Saturday, November 8, 2008

James and The Giant Peach****


James (age 6):***** I liked the rhino and the shark attack. And when the icicles were hanging from the seagull. And I liked when smokey clouds came out of the rhino. And the bugs almost got eaten by the robot shark. And when the robot shark shot a wire into the peach. And I liked it when Centipede was almost cut in half by the pirates.

Jupiter (age 4):***** I like James and his bug friends. And I liked it when he said, "The Peach." He said, "Go ahead and eat some." It made me feel happy. I hated the rhino because it ate James' parents. I like it when James first becomes friends with the bugs. I liked it when one of the bugs was hungry and Ladybug gave him something to eat. I like it when James and the spider save Centipede. I'm going to tell Penelope all about it. Mom, can we keep that movie?

Justice (age 2):*****Five stars, awesome. I like the rhino and the shark. Mom, you know what I like?...I don't know. (disappointment in voice, at her lack of ability to communicate.)

Mama:** James and the Giant Peach is a Harry Selick movie, so it has a similar creepy aesthetic to a "Nightmare Before Christmas," but less goth, and not quite as good. The movie starts with James' idyllic life with his sweet parents. It's almost standard, isn't it--that a child must be orphaned, or at least one parent should die early in the movie. It gaurantees a plot, the kind where the stakes are highest--a child is in jeopardy. Sure enough, James becomes orphaned, but there was something almost whimsical about the vagueness with which these parents are removed: the narrator simply says James' mother and father were killed by a rhinocerous. This kept it from being emotional for my kids, who had just survived the death of Babe's mother several weeks ago. Unlike "The Wizard of Oz," the beginning and end of the this movie (the live action part) was far creepier than the magical world James enters. The abusive aunts were made up so garishly, they could have been from Oz. The sets and situations seemed claustrophic to me, but I have to say these kids were glued to this movie. James was unblinking. Jupiter forgot to eat her popcorn. Justice was riveted, her brow furrowed through the entire movie.
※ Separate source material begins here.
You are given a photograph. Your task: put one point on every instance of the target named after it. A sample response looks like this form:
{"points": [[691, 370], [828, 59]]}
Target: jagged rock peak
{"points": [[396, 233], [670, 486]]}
Popi:***I'm with Mama that you've got to give an extra star when all the kids are gung ho. As far as stop motion goes, this one has some amazing sequences, the best in my opinion being when the peach is in the heavens, and the grasshopper begins a celestial musical number. The story, though, was a little episodic for me, and didn't have the totality of vision or character based storylines of Nightmare Before Christmas or The Curseof the Wererabbit. Lots of imagination, though, and the kids loved it. Looking forward to Coraline from Selick!